Memorial de Solange Marlise Estima Lazzari


Nasci em Porto Alegre/RS, numa família pobre, com sete filhos (dois rapazes, cinco mulheres). Fomos criados estilo militar, tínhamos horário estabelecido pela mãe. Levantávamos bem cedo, tomávamos café e todos juntos, com a mãe, íamos para a escola. Lembro que usávamos camisa branca de tecido chamado “volta ao mundo”, sapato vulcabrás preto e no inverno tínhamos japona com seis botões dourados. Retornávamos para almoçar, trocar de roupa e alguns minutos de descanso. Enquanto isso a mãe lavava todas as camisas e meias, pois cada um nós só tinha uma muda de uniforme.

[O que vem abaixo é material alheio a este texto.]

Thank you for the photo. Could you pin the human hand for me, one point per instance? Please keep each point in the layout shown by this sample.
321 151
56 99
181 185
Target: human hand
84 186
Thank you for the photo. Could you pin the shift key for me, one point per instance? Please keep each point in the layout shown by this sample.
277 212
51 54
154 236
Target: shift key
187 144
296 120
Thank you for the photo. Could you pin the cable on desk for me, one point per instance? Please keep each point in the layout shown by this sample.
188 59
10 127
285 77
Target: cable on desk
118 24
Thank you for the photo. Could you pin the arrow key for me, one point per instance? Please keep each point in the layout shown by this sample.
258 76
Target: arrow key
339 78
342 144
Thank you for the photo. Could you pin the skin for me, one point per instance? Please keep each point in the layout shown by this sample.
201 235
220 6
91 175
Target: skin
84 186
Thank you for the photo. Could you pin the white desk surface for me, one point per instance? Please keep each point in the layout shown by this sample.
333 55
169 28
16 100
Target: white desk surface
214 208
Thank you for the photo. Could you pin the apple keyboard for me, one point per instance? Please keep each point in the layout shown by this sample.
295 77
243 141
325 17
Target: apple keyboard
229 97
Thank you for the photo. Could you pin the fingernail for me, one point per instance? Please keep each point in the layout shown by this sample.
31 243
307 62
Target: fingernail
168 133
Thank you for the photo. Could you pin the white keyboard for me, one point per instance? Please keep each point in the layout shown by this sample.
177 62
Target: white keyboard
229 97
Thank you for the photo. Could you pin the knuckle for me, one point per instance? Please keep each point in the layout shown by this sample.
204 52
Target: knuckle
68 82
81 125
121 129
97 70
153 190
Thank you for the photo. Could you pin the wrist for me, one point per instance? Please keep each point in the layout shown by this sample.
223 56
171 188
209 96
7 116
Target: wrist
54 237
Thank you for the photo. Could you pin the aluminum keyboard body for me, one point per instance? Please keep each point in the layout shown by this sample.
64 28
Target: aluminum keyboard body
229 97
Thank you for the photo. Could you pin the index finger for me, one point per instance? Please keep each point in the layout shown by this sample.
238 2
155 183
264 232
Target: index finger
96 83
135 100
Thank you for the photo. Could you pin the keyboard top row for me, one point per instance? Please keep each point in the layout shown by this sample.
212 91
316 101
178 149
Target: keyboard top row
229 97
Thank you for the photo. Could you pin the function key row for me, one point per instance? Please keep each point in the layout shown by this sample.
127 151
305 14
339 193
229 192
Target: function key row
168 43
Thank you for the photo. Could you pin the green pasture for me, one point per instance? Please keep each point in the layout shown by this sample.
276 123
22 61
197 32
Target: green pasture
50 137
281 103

Logo todos íamos para a Sociedade Ginástica São João, onde praticávamos esportes (ginástica olímpica, esgrima, saltos). No meio da tarde a mãe abria a sacola do lanche e dava duas fatias de pão com shimier para cada um. Lá pelas 17 horas voltávamos à escola para juntos com a mãe fazer a limpeza das salas de aula. Como não possuíamos dinheiro para pagar a mensalidade escolar à mãe negociou com a Diretora a limpeza das salas de aula, varríamos as salas, passávamos pano úmido nos quadros-negro. Eu já me imaginava como professora, adorava escrever no quadro. Pensava em ser igual a minha Prof. Alda, calma, educada e que dava atenção a todos os alunos da sala.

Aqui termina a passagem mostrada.